Cette dernière implique l’activation communale du « pass foncier », à hauteur de 2.000 à 3.000 euros par maison à 15 euros.. Cette promesse rapide d’une accession sociale à la propriété fragilise la propsective des plans de gestion patrimoniaux des bailleurs sociaux en les privant notamment des locataires les plus solvables. Si un bailleur assume l’effort financier en matière de logement social, celui-ci n’est possible que grâce au maintien de la mixité sociale dans son parc de logements. Le « pass foncier » s’adresse évidemment aux locataires qui auront un minimum de moyens ; du moins ceux qui n’auront pas été attirés par les sirènes commerciales des produits immobiliers de la défiscalisation. La mixité sociale au sein d’un parc repose sur une diversité de locataires dont le revenu est un des critères. On ne peut pas nous demander de détruire et de reconstruire des quartiers avec l’Agence Nationale de Renouvellement  Urbain et nous priver des moyens de garantir la mixité sociale dans notre parc de logements . Nos indicateurs de mixité sont déjà dans le rouge. En 2008, dans le seul cadre de la société d’aménagement immobilier d’économie mixte de la Ville de Bergerac, 81 % des logements attribués étaient à la destination de locataires dont le revenu était inférieur à 60 % du plafond des revenus éligibles. 79 %des locataires du principal bailleur de logements sociaux du département avaient des revenus inférieurs à ce seuil des 60 %.

 

Je ne peux pas m’empêcher de remarquer la déconnexion entre l’acquisition du bâti (15 à 20 ans d’endettement) et celle du foncier.  Le prix à payer pour le rêve de la maison individuelle sera une endettement de près de 40 années. Aux 450 euros par mois pour le coût de la maison au pass foncier, il faudra ajouter le coût des fluides, les frais d’entretien courant de la maison et prévoir les grosses réparations qui interviendront au moment de se porter acquéreur du foncier.  Est-ce le signe à contre courant de « subprime » à la française ?  

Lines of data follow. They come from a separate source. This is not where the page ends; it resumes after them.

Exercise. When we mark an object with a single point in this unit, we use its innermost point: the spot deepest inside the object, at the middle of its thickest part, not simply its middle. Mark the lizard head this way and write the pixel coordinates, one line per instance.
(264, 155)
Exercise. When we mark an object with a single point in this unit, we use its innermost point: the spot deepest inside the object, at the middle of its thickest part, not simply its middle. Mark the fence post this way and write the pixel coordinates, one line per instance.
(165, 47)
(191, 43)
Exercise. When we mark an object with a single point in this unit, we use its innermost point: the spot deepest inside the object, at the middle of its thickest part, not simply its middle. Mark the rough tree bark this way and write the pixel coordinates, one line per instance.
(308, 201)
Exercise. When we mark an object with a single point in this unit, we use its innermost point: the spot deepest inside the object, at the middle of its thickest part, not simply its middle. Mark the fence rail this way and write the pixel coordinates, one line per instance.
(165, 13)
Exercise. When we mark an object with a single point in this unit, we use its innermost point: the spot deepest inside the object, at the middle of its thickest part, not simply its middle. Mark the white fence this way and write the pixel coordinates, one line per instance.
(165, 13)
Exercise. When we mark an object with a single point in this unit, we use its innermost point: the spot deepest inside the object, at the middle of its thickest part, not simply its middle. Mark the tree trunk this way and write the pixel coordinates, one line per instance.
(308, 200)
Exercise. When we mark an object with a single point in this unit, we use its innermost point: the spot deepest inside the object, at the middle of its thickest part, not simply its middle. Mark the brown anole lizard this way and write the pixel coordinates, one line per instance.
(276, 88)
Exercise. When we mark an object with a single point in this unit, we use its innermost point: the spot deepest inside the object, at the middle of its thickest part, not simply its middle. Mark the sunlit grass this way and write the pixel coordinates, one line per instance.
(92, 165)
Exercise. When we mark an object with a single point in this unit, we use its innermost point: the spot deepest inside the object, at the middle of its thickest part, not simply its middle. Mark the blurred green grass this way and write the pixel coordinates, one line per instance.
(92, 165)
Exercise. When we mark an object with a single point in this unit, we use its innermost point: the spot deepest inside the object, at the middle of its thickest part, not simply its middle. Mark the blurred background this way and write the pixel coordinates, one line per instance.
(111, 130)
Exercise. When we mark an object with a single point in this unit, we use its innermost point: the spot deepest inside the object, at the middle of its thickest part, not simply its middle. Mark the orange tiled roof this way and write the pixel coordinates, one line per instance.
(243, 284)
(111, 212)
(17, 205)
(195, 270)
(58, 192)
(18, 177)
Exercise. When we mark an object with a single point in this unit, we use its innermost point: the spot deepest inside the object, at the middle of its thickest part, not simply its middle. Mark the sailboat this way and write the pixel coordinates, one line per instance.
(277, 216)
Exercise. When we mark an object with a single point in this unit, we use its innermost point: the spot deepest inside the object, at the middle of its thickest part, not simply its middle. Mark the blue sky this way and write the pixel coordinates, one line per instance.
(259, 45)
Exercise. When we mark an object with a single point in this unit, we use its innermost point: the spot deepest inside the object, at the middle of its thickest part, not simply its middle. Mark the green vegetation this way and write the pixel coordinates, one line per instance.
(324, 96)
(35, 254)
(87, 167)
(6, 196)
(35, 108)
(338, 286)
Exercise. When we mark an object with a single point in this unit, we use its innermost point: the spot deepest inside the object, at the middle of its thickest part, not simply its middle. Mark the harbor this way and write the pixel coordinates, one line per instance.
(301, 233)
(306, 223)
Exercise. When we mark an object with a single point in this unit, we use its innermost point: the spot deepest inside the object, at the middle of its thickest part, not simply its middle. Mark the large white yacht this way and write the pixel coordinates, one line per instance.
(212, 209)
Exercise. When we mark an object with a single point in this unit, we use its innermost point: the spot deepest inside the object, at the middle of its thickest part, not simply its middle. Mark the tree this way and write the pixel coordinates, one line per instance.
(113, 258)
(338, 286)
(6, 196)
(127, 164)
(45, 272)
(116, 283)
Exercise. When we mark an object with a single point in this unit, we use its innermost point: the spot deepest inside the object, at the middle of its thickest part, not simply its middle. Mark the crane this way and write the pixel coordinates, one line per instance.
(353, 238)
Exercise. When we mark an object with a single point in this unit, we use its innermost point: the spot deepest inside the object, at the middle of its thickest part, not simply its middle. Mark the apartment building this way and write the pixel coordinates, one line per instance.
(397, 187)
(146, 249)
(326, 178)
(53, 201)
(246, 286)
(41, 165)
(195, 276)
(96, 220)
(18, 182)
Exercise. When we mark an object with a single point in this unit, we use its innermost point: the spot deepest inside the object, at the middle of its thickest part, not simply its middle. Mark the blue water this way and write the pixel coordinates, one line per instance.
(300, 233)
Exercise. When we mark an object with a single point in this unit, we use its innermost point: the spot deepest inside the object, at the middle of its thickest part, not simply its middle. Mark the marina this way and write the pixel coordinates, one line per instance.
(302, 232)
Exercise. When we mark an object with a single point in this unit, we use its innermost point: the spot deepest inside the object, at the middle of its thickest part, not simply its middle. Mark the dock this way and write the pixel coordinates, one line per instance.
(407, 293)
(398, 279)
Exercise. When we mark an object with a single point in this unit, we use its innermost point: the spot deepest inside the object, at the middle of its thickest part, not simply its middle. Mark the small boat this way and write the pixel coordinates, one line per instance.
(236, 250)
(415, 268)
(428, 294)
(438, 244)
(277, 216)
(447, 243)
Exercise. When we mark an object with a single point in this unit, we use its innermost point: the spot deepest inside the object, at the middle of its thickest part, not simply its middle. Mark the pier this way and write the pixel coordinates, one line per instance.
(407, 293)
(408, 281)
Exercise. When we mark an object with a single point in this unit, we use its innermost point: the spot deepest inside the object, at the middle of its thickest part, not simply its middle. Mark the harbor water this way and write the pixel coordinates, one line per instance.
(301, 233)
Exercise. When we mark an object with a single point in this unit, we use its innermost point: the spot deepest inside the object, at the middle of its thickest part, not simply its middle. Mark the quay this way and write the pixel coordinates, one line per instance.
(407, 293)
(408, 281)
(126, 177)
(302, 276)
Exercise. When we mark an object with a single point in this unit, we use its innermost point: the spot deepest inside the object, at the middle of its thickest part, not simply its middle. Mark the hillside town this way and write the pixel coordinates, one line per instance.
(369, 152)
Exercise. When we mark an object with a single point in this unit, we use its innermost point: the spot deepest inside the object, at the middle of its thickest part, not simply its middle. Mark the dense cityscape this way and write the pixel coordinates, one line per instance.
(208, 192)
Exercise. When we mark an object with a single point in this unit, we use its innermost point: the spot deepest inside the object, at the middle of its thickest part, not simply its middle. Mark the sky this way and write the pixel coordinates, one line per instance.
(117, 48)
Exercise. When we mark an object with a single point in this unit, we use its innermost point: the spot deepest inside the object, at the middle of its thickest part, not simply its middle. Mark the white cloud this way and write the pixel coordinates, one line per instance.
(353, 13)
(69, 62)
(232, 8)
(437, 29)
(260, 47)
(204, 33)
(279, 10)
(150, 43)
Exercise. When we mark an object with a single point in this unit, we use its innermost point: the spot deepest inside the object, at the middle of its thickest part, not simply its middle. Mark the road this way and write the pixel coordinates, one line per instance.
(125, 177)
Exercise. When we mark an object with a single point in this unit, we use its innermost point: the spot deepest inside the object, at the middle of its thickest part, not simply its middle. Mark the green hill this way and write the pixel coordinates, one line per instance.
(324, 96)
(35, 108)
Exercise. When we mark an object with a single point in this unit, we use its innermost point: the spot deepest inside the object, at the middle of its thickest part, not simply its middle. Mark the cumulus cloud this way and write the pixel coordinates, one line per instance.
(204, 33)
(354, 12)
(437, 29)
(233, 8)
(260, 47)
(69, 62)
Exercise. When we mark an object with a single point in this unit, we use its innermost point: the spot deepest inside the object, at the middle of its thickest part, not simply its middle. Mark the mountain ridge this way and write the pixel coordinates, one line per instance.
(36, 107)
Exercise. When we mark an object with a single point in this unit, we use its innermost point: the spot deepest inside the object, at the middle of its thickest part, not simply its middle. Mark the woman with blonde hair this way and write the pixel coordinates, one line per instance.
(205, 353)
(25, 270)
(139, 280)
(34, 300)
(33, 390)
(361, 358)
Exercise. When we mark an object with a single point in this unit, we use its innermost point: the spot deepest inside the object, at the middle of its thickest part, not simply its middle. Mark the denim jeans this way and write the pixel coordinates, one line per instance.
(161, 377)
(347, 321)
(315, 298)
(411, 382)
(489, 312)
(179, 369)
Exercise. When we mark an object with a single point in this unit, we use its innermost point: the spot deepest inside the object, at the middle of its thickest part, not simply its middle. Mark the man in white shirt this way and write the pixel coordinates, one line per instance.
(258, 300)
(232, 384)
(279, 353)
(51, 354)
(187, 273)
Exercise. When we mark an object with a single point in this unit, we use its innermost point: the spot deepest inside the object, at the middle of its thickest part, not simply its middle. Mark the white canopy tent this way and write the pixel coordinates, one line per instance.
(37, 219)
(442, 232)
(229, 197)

Essayons de nous projeter dans la vie de ce jeune ménage qui trouve une commune disposée à activer le « pass foncier ». L’arrivée des premiers enfants aura été positive pour l’école du village. Et puis avec le temps, ces mêmes enfants seront en âge de faire des études. Leurs parents devront trouver des solutions pour financer l’acquisition du terrain sur laquelle la maison à 15 euros a été construite. Le temps écoulé impliquera alors des travaux de restauration. Faudra-t-il choisir entre les études des enfants et le paiement de la maison, pour solde de tout compte avec Madame Boutin ?

 

Il est difficile de considérer la maison à 15 euros comme une avancée sociale. Au pire, elle reste une des attaques contre la mixité dans les parcs immobiliers du logement social. Elle est une illusion de court terme qui dénature l’essence de l’accession sociale à la propriété. Aux côtés de Dominique Rousseau, nous avons fait le choix de ne pas activer le « pass foncier ».